Domain-specific languages (DSLs) are specialized programming languages that are tailored to specific domains, in contrast to general-purpose languages, which try to work well in many domains.
A few examples of DSLs are:
- make - for defining build systems
- DOT - for defining graphs
- Sed - for defining text transformations
- CSS - for defining styling
- HTML - for defining web pages
An embedded domain-specific language is a little language that is embedded inside another programming language, making a program written in the EDSL a valid program in the language it was written in.
The little HTML library we've been writing can be considered an EDSL. It is used specifically for building web pages (by returning HTML strings), and is valid Haskell code!

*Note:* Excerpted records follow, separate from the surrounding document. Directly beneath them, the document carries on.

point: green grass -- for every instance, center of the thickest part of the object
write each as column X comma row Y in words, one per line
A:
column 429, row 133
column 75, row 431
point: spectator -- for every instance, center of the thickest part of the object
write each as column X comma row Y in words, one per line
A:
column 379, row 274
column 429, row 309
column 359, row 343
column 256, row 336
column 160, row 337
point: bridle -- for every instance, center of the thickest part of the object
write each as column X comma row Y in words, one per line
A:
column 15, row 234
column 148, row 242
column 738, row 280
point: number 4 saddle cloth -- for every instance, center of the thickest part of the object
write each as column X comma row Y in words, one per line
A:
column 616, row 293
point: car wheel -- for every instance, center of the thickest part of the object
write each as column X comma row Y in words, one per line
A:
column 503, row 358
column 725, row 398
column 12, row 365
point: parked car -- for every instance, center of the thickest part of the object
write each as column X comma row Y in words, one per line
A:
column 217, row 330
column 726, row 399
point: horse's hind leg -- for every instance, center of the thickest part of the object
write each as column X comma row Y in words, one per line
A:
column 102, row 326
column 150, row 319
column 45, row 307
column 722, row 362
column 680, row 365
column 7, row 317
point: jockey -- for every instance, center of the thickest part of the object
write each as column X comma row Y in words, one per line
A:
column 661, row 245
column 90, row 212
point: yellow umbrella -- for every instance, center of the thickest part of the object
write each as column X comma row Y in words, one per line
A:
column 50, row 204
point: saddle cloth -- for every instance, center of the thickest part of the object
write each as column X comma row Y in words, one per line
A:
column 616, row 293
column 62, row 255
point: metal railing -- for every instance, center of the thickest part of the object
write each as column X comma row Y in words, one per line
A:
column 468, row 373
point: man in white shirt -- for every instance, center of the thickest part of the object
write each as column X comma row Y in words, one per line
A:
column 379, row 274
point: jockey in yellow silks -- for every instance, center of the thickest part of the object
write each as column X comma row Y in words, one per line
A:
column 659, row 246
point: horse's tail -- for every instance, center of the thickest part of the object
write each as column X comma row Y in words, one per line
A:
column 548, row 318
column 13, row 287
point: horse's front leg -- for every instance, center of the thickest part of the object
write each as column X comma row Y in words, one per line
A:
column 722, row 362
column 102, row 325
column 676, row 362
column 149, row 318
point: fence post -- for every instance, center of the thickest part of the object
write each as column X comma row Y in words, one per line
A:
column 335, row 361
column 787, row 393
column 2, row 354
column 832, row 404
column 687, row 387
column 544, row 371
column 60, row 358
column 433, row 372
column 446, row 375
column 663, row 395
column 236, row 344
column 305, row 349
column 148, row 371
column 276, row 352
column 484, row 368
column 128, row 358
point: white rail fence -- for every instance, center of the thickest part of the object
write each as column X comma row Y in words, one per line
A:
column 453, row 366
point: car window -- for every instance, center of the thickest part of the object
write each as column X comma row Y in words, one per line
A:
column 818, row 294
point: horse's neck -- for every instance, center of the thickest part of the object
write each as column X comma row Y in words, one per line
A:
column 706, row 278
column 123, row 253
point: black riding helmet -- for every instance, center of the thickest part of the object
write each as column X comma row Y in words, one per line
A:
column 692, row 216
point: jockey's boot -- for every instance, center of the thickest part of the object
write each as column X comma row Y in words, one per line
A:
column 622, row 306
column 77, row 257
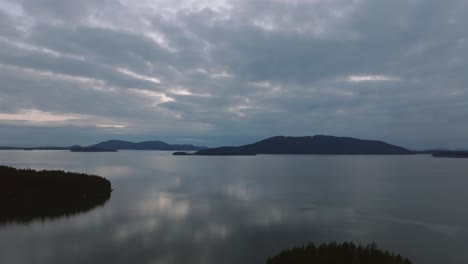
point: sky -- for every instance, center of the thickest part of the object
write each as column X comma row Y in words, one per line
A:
column 213, row 73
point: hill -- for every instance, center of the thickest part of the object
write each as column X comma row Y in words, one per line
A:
column 319, row 145
column 145, row 145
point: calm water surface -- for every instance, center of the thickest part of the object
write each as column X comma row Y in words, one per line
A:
column 187, row 209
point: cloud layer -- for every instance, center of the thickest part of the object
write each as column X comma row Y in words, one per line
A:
column 229, row 72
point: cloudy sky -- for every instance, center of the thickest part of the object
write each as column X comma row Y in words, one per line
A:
column 212, row 72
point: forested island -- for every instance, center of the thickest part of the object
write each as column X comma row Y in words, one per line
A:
column 317, row 145
column 114, row 145
column 334, row 253
column 27, row 195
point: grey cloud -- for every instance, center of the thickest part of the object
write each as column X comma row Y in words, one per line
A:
column 305, row 50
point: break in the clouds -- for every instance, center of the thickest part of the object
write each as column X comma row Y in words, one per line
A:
column 230, row 72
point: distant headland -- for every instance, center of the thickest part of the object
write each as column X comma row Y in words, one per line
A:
column 114, row 145
column 450, row 154
column 310, row 145
column 27, row 195
column 315, row 145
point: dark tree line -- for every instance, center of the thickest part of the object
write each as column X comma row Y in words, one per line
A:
column 27, row 194
column 335, row 253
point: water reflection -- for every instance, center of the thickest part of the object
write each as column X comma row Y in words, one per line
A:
column 242, row 210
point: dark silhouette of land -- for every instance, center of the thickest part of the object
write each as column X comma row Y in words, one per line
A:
column 145, row 145
column 112, row 145
column 27, row 195
column 91, row 149
column 319, row 145
column 450, row 154
column 333, row 253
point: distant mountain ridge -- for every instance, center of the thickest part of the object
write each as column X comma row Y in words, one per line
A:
column 145, row 145
column 117, row 145
column 319, row 145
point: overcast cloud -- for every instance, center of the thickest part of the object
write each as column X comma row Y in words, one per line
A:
column 231, row 72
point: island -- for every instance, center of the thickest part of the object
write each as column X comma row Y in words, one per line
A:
column 114, row 145
column 310, row 145
column 450, row 154
column 27, row 195
column 145, row 145
column 91, row 149
column 344, row 253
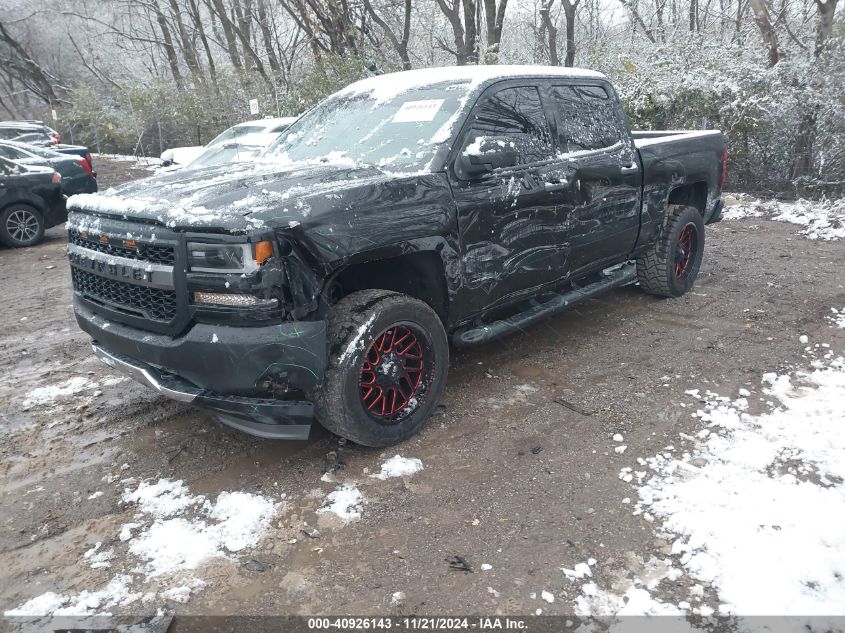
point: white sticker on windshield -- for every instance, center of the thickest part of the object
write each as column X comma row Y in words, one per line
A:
column 417, row 111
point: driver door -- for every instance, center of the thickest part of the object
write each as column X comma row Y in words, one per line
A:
column 512, row 236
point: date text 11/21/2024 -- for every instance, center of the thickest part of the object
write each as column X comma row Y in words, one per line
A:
column 418, row 623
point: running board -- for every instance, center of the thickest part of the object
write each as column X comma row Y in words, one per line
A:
column 470, row 335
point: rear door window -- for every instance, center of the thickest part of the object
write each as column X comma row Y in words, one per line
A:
column 514, row 116
column 588, row 118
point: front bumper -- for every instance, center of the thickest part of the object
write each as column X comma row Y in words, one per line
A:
column 220, row 368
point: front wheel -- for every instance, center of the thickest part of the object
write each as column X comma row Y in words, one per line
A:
column 21, row 225
column 387, row 368
column 670, row 266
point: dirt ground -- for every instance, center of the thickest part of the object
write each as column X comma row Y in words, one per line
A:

In Haskell, we frequently create and use EDSLs to express domain-specific logic. We have EDSLs for concurrency, command-line options parsing, JSON and HTML, creating build systems, writing tests, and many more.
Specialized languages are useful because they can solve specific problems in a concise (and often safe) way, and by embedding, we get to use the full power of the host language for our domain logic, including syntax highlighting and various tools available for the language.
The drawback of embedding domain-specific languages is that we have to adhere to the rules of the programming language we embed in, such as syntactic and semantic rules.
Some languages alleviate this drawback by providing meta-programming capabilities in the form of macros or other features to extend the language. And while Haskell does provide such capabilities as well, it is also expressive and concise enough that many EDSLs do not need them.
Instead, many Haskell EDSLs use a pattern called the combinator pattern: They define primitives and combinators - primitives are basic building blocks of the language, and combinators are functions that combine primitives into more complex structures.
In our HTML EDSL, our primitives are functions such as html_
and title_
that can be used to create a single HTML node, and we pass other
constructed nodes as input to these functions, and combine them into a more complex
structure with the append function <>
.
There are still a few tricks we can use to make our HTML EDSL better:
-
We can use Haskell's type system to make sure we only construct valid HTML, so for example, we don't create a
<title>
node without a<head>
node or have user content that can include unescaped special characters, and throw a type error when the user tries to do something invalid. -
Our HTML EDSL can move to its own module so it can be reused in multiple modules.
In the next few sections, we'll take a look at how to define our own types and how to work with modules to make it harder to make errors, and a little bit about linked lists in Haskell.